# Antique Japanese knives



## Customfan (Apr 27, 2011)

Are there any "antique" japanese kitchen knives that have elaborate handles? or is this a "new" phenomenon?

Does anyone have any "very old" japanese knives that we can Look at? or know of any sites (colectors that have/use them)? :sumo:


----------



## Dave Martell (Apr 28, 2011)

All of the older Japanese knives that I have seen have ho wood handles and steel ferrules, nothing fancy really. I'm sure that I've only seen a sliver of a slice of what's out there though.


----------



## oivind_dahle (Apr 28, 2011)

They all look like **** 
http://page7.auctions.yahoo.co.jp/jp/auction/g84690182

Get Marko to pimp you japanese knives. Then they turn hot


----------



## Andy777 (Apr 28, 2011)

I have a Sugimoto cleaver that was made shortly after WWII when they switched to knives from swords. It is so old that none of the current sugimoto employees were around when it was made (and I think they told me the oldest one there had been there since 1950 something. It's pretty badass and an awesome piece of history. I'll take some pics. Oh and now that I'm done bragging about my cool knife, yes it is plain with a rat tail tange and round wooden handle. :biggrin2:


----------



## JBroida (Apr 28, 2011)

yeah... old knives tend to have very simple handles with the exception of some extremely EXTREMELY expensive ones

some of them also have metal ferrules depending on who made them and when


----------



## Eamon Burke (Apr 28, 2011)

oivind_dahle said:


> They all look like ****
> http://page7.auctions.yahoo.co.jp/jp/auction/g84690182
> 
> Get Marko to pimp you japanese knives. Then they turn hot


 
HAHAHA Chrome translated that page and the name of the knife was translated "Ebony feet burning a plate of fish slicer".:lol2::lol2:

I find it interesting that none of them have special woods. What do the crappy ones look like? How come nobody ever made a pretty knife handle, and if they did, why didn't anyone keep it?


----------



## Customfan (Apr 28, 2011)

:cool2:That sounds like an awesome Cleaver, can't wait to see those photos, if it isn't too much to ask, where did you acquire such treasure? 

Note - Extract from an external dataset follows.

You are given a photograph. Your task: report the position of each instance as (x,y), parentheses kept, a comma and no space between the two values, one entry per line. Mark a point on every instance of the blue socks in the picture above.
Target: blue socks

So we can attribute embellishment to our times (With such very rare exceptions? As Jon says) Do you know where we can glance at more of these old beauties Jon? I guess handles were not as important back then...


----------



## JBroida (Apr 28, 2011)

Customfan said:


> :cool2:That sounds like an awesome Cleaver, can't wait to see those photos, if it isn't too much to ask, where did you acquire such treasure?
> 
> So we can attribute embellishment to our times (With such very rare exceptions? As Jon says) Do you know where we can glance at these old beauties Jon? Museums perhaps? Private collections?


 
i havent really ever seen those knives in museums... mostly in private collections of chefs or families of chefs and from a few knifemakers


----------



## Customfan (Apr 28, 2011)

Jon... Maybe you can help me with this... Samurai sword makers took tamahagane to make steel, did they use lesser quality (Non samurai grade) for their kitchen knives or is it the same quality for honyaki and other kitchen K.?.... Have things changed from back then to now?

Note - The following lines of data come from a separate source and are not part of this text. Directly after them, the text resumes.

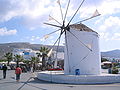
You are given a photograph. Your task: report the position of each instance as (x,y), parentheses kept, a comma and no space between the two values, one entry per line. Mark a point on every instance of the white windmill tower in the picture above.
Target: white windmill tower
(82,54)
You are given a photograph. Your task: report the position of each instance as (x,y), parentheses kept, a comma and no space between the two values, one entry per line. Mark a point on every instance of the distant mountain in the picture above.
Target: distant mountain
(8,47)
(112,54)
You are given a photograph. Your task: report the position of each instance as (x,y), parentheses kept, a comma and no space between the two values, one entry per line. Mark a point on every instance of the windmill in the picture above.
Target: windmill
(81,44)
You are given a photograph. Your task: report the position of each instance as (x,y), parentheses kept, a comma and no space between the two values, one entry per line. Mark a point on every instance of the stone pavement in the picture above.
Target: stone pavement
(30,82)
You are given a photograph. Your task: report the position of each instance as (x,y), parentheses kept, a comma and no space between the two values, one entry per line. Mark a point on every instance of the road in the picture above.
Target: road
(30,82)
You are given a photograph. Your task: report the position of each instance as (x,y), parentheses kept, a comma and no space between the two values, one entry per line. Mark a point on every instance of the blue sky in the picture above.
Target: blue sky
(22,20)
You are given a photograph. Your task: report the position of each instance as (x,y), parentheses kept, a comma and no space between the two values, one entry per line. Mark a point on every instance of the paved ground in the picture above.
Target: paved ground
(29,82)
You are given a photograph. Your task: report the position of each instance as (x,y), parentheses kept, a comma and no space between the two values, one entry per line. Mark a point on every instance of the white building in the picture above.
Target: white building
(26,53)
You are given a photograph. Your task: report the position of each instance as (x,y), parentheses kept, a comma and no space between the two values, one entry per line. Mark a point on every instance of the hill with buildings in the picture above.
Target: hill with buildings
(8,47)
(111,54)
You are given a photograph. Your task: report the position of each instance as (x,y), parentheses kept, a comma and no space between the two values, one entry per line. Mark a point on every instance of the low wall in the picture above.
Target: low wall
(59,77)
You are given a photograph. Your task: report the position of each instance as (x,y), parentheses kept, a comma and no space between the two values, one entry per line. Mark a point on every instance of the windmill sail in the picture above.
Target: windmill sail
(46,36)
(49,53)
(96,13)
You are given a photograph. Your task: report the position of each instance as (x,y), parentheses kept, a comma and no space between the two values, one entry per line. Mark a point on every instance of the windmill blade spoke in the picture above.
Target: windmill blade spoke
(58,38)
(67,50)
(60,8)
(87,19)
(80,41)
(66,11)
(52,25)
(76,11)
(47,35)
(57,53)
(51,18)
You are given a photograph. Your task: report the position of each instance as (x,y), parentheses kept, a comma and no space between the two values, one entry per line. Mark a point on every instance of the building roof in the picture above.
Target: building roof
(81,27)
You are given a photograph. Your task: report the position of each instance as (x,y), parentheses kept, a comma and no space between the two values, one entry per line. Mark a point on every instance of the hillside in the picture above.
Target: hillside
(8,47)
(112,54)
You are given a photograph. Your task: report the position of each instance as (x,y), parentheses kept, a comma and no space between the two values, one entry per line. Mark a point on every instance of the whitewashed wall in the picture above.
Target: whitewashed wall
(79,57)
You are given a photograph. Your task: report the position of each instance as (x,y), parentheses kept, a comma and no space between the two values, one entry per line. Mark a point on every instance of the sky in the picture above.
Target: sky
(23,20)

I remember seeing a documentary on how Swords were made (High Carbon and lower carbon content jacket that would shrink to accomplish the curvature and such) and Tamahagane experts played an important role in the end product... I was curious on how different swords are from kitchen knives and how they have evolved..

I ask this because I don't know and am curious about the topic.. Thanks!


----------



## JBroida (Apr 28, 2011)

sword makers are sword makers... knife makers are knife makers... its pretty different. I have a very talented and well respected sword maker friend in Japan who takes pleasure in reminding me of this. Many knife makers claim to come from swordmakers, but for the most part this is just marketing. The knifemakers today dont make swords... they are knifemakers.

That being said, i'm not sure i'm qualified to answer this question. It would depend a lot on what timeframe we are taking about as well.

how old of knives are you wondering about?


----------



## Customfan (Apr 28, 2011)

:thumbsup2:I believe you pretty much answered my question! I guess Pre-industrial Japan, no specific era or Shogunate. Lets say before the Tokugawa era for consideration sake (before the 17th. century).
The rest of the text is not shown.